Dominique Moïsi (born 21 October 1946) is a French political scientist and writer. He was a co-founder and is a senior advisor of the Paris-based Institut Français des Relations Internationales (IFRI), Pierre Keller Visiting Professor at Harvard University, and the chairholder for Geopolitics at the College of Europe, the oldest educational institution in European affairs, in Natolin. He is also a Fellow at CEDEP, the European Centre for Executive Development. Moïsi regularly contributes op-ed articles and essays to the Financial Times, Foreign Affairs, the Project Syndicate as well as Die Welt and Der Standard. Moïsi is married to the historian and writer Diana Pinto. The couple has two sons.
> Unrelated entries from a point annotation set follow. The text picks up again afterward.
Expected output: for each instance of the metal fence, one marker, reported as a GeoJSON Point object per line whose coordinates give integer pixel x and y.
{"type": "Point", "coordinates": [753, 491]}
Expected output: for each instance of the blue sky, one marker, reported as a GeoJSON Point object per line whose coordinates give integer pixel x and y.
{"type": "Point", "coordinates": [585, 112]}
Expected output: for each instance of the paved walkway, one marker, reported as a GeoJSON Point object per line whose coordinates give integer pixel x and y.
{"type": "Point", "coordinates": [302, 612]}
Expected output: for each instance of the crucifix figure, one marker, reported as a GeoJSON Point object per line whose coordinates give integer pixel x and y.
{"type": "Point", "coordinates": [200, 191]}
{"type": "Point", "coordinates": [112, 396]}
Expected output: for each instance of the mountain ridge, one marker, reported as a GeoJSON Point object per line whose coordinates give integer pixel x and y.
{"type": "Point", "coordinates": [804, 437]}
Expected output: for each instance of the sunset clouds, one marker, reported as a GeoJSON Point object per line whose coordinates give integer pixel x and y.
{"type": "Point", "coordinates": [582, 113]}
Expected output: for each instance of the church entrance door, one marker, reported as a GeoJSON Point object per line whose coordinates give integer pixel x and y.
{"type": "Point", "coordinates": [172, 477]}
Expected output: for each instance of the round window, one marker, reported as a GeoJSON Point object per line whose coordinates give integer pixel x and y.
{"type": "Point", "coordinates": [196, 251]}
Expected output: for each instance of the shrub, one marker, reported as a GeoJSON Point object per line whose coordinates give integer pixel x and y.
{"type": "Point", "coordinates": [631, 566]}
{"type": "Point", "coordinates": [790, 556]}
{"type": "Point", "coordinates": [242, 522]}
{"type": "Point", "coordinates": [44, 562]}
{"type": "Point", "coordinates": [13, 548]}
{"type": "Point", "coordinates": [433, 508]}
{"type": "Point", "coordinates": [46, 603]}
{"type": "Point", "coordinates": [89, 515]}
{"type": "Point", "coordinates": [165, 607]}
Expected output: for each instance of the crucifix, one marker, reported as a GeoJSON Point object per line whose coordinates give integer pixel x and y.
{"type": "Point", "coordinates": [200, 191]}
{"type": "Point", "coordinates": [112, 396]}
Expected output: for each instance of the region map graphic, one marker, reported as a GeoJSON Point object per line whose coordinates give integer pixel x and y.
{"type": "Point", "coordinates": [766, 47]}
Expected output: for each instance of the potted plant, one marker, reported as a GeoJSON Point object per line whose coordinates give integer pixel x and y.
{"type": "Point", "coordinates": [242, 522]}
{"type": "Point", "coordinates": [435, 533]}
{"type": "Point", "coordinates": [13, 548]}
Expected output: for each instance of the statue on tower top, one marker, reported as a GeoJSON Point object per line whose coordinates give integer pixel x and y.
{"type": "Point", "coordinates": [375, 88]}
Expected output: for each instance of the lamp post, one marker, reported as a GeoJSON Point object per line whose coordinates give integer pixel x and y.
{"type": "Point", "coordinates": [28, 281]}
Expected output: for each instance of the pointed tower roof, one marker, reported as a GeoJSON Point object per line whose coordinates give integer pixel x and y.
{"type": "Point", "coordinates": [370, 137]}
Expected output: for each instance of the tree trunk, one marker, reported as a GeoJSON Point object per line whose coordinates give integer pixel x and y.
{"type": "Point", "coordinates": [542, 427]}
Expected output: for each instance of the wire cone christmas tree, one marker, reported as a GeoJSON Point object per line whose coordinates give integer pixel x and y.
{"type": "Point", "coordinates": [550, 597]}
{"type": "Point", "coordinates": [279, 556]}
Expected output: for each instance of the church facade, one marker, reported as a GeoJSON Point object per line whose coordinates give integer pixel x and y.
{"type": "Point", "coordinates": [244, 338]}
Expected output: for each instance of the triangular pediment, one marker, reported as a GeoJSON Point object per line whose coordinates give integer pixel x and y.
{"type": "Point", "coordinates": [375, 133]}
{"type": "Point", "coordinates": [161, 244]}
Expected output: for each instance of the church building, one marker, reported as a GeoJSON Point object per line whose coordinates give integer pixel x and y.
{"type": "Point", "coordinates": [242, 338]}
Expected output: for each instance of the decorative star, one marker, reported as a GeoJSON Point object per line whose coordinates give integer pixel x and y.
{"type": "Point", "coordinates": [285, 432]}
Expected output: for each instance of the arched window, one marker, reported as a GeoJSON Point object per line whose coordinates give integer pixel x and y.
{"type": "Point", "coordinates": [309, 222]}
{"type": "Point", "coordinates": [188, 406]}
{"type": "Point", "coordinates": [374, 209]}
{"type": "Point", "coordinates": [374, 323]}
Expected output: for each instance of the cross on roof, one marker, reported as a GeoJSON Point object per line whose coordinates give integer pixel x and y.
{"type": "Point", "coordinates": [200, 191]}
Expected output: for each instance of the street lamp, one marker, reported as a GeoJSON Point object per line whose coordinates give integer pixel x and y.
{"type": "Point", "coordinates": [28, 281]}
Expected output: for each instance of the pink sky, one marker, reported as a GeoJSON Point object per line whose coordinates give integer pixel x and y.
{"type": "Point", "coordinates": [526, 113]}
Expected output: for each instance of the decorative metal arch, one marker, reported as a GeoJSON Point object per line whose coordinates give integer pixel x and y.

His father Jules Moïsi was an Auschwitz survivor, member of the Mauthausen concentration camp's kommando. Dominique Moïsi studied Political science at the Sorbonne and at Harvard University. He was research assistant to Raymond Aron and taught at the École nationale d'administration (ENA), the École des Hautes Études en Sciences Sociales, and the Institut d’Études Politiques de Paris. He was editor in chief of Politique étrangère. After the fall of the Berlin Wall in 1989, he aroused attention as one of the first French commentators to welcome the conceivable end of Germany's division as an opportunity for Europe. Many years later Moïsi explained his position by pointing to his father whose fate as an Auschwitz survivor had made him "fall in love with Europe". Like Simone Veil, Jules Moïsi believed that the unification of Europe was the best way of overcoming the "tragedy of the past". During the 1990s Timothy Garton Ash, Michael Mertes and Dominique Moïsi wrote several "trilateral" (British-German-French) pleas in favour of a combined eastward enlargement and institutional modernisation of the EU. Moïsi is a member of the International Advisory Council of the Moscow School of Political Studies and of the European Council on Foreign Relations. In 2008, he published La géopolitique de l’émotion: Comment les cultures de peur, d’humiliation et d’espoir façonnent le monde (English translation 2009).